If only this wasn’t a true story

I would like to say this isn’t a true story.


I would.

My neighbor’s son, an Afghanistan Marine Veteran, who sometimes has problems with … Things … has been kneeling beside his truck the last couple of days with a make-shift fishing pole with a shuttlecock (you know, from badminton) attached to the end of it.

The shuttlecock is multi-colored and there is something inside of it that makes a clicking noise.

I have no idea what makes the clicking noise, but he lifts it up and down and wags its sideways and then just sits and squats and watches underneath his truck.

Strange stuff, right?

Well ... You gotta know the guy.

He’s awesome. The type who would carry a can of gasoline for you in a fire storm.

A little loopy, a little “talky,” but ...

After about four days of seeing him do this I had to ask.

“Trying to catch a squirrel?” Half-kidding, half serious, all-in curious.

“Nah, got a couple of snakes in my truck,” he said. “Can’t get them out.”

And, he added, in a most matter-of-fact and scary tone, “They hatched a bunch of eggs, so I had a mamma, a papa, and bunch of baby snakes.”

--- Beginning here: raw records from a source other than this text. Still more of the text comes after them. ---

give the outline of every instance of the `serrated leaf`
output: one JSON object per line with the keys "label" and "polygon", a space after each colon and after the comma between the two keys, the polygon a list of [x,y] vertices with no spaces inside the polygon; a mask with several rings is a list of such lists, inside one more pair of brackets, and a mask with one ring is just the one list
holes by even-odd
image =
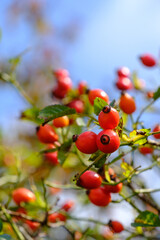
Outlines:
{"label": "serrated leaf", "polygon": [[94,113],[98,115],[106,105],[108,105],[106,101],[104,101],[102,98],[96,97],[93,105]]}
{"label": "serrated leaf", "polygon": [[158,215],[144,211],[136,217],[135,222],[131,225],[133,227],[160,227],[160,219]]}
{"label": "serrated leaf", "polygon": [[153,95],[154,100],[157,100],[158,98],[160,98],[160,87],[157,89],[157,91]]}
{"label": "serrated leaf", "polygon": [[60,104],[55,104],[43,108],[39,112],[38,118],[43,120],[43,124],[46,124],[47,122],[55,118],[62,117],[65,115],[71,115],[74,113],[76,113],[76,110],[73,108],[69,108],[67,106]]}
{"label": "serrated leaf", "polygon": [[39,109],[36,107],[27,108],[21,113],[20,119],[35,122],[37,124],[42,124],[43,121],[38,119]]}

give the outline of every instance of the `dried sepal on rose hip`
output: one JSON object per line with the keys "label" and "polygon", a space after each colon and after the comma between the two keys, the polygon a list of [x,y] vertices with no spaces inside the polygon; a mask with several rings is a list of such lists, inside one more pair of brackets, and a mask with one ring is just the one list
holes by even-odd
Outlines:
{"label": "dried sepal on rose hip", "polygon": [[96,99],[96,97],[103,99],[107,103],[109,102],[109,97],[108,97],[107,93],[105,91],[103,91],[102,89],[88,90],[88,98],[89,98],[91,105],[94,104],[94,100]]}
{"label": "dried sepal on rose hip", "polygon": [[68,107],[74,108],[77,113],[83,113],[85,110],[84,102],[80,99],[74,99],[67,104]]}
{"label": "dried sepal on rose hip", "polygon": [[97,135],[98,149],[104,153],[115,152],[120,146],[118,134],[111,130],[105,129]]}
{"label": "dried sepal on rose hip", "polygon": [[[49,149],[55,149],[55,145],[54,144],[49,144],[48,145],[48,150]],[[45,159],[51,163],[52,165],[57,165],[59,164],[59,161],[58,161],[58,152],[55,151],[55,152],[47,152],[44,154],[44,157]]]}
{"label": "dried sepal on rose hip", "polygon": [[104,185],[106,192],[119,193],[122,190],[123,183],[118,183],[116,185]]}
{"label": "dried sepal on rose hip", "polygon": [[92,131],[81,133],[80,135],[73,135],[73,142],[82,153],[92,154],[98,150],[96,139],[97,134]]}
{"label": "dried sepal on rose hip", "polygon": [[62,116],[62,117],[59,117],[59,118],[55,118],[53,120],[53,125],[56,128],[67,127],[69,125],[69,118],[68,118],[68,116]]}
{"label": "dried sepal on rose hip", "polygon": [[105,207],[111,202],[111,194],[106,192],[104,187],[89,190],[88,198],[91,203],[99,207]]}
{"label": "dried sepal on rose hip", "polygon": [[119,113],[115,108],[107,105],[98,115],[99,125],[103,129],[114,129],[119,124]]}
{"label": "dried sepal on rose hip", "polygon": [[70,210],[72,210],[74,208],[74,205],[75,205],[75,203],[72,200],[68,200],[62,205],[61,209],[66,212],[69,212]]}
{"label": "dried sepal on rose hip", "polygon": [[42,143],[54,143],[58,140],[58,135],[56,134],[53,127],[49,124],[37,127],[36,131],[37,137]]}
{"label": "dried sepal on rose hip", "polygon": [[91,170],[84,172],[78,179],[77,185],[86,189],[94,189],[100,187],[102,184],[101,176]]}

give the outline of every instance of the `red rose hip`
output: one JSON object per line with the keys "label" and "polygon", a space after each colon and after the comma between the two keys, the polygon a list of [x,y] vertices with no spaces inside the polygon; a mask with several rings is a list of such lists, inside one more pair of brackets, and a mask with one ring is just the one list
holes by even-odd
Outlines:
{"label": "red rose hip", "polygon": [[42,143],[53,143],[58,140],[58,135],[49,124],[37,127],[37,136]]}
{"label": "red rose hip", "polygon": [[17,188],[12,193],[13,200],[16,204],[20,205],[21,202],[34,202],[36,197],[33,192],[27,188]]}
{"label": "red rose hip", "polygon": [[103,129],[114,129],[119,123],[119,113],[116,109],[106,106],[98,116],[99,125]]}
{"label": "red rose hip", "polygon": [[157,64],[155,58],[151,54],[141,55],[140,60],[146,67],[154,67]]}
{"label": "red rose hip", "polygon": [[105,207],[111,202],[111,195],[103,187],[92,189],[88,194],[89,200],[96,206]]}
{"label": "red rose hip", "polygon": [[98,149],[104,153],[115,152],[120,146],[120,139],[111,129],[101,131],[97,136]]}
{"label": "red rose hip", "polygon": [[108,95],[105,91],[103,91],[101,89],[89,90],[88,98],[89,98],[89,101],[92,105],[94,104],[94,100],[95,100],[96,97],[99,97],[99,98],[103,99],[107,103],[109,102],[109,97],[108,97]]}
{"label": "red rose hip", "polygon": [[120,77],[117,82],[116,86],[119,90],[129,90],[133,88],[132,82],[127,77]]}
{"label": "red rose hip", "polygon": [[98,150],[96,144],[97,134],[87,131],[78,135],[73,135],[73,141],[80,152],[91,154]]}
{"label": "red rose hip", "polygon": [[105,185],[105,191],[111,193],[119,193],[122,190],[123,183],[118,183],[117,185]]}
{"label": "red rose hip", "polygon": [[77,185],[86,189],[94,189],[100,187],[101,183],[101,176],[94,171],[88,170],[80,176]]}
{"label": "red rose hip", "polygon": [[72,200],[69,200],[62,206],[62,209],[66,212],[69,212],[73,207],[74,207],[74,202]]}
{"label": "red rose hip", "polygon": [[56,222],[65,222],[66,221],[66,216],[62,213],[54,212],[49,215],[48,217],[48,222],[51,223],[56,223]]}

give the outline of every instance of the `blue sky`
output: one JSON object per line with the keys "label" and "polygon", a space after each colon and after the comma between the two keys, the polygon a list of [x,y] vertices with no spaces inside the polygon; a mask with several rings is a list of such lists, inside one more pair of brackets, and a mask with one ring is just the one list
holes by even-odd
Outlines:
{"label": "blue sky", "polygon": [[[39,1],[44,3],[45,20],[56,30],[49,40],[36,35],[24,15],[16,25],[9,24],[7,7],[13,1],[1,1],[2,59],[7,60],[28,46],[34,50],[40,43],[53,43],[63,56],[58,67],[67,68],[75,84],[84,79],[91,88],[104,88],[110,98],[119,95],[114,88],[115,70],[119,66],[137,70],[148,88],[159,85],[159,69],[147,69],[138,61],[138,56],[146,52],[157,58],[160,55],[159,0]],[[67,42],[61,37],[62,30],[74,23],[79,26],[77,38]],[[0,106],[3,112],[0,123],[4,125],[9,114],[18,116],[26,105],[10,87],[1,87],[0,93],[0,101],[5,99]]]}

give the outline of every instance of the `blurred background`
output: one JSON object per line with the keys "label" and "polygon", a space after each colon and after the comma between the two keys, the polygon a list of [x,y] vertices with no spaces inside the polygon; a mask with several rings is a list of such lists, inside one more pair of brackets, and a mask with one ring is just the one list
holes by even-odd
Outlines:
{"label": "blurred background", "polygon": [[[28,93],[35,99],[40,95],[42,102],[53,85],[46,71],[57,68],[69,70],[74,86],[85,80],[90,88],[103,88],[110,99],[119,96],[114,83],[120,66],[136,70],[154,90],[159,69],[145,68],[138,56],[151,53],[159,58],[159,10],[159,0],[2,0],[1,68],[22,54],[18,80],[30,83]],[[0,102],[0,126],[8,130],[7,119],[13,124],[26,105],[6,84],[0,86]]]}
{"label": "blurred background", "polygon": [[[9,71],[9,60],[22,56],[17,79],[40,108],[53,102],[49,93],[57,68],[68,69],[75,87],[85,80],[90,88],[104,89],[111,100],[120,96],[115,81],[121,66],[136,71],[147,90],[155,90],[160,69],[145,68],[138,57],[151,53],[160,59],[159,13],[159,0],[1,0],[0,70]],[[135,94],[140,110],[146,99]],[[0,128],[6,142],[13,144],[20,134],[33,135],[35,125],[18,120],[27,107],[13,86],[0,82]],[[145,116],[145,126],[152,128],[159,110]],[[96,207],[91,212],[93,208],[95,215],[106,214]],[[117,219],[123,214],[127,224],[131,218],[124,209],[122,203],[114,212],[119,210]]]}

He said he kept seeing things in his truck — in the vents, under the seats, behind the seats — and his father — who is a 30-year veteran of the Philadelphia Police Department — told him he needed to go to the VA Hospital; he was seeing things.

My neighbor surfs. He’s a Veteran. He does have his problems, but he’s the best neighbor any person could ask for.

“I thought maybe I was .. You know I had a couple of grenades go off near my head,” he said.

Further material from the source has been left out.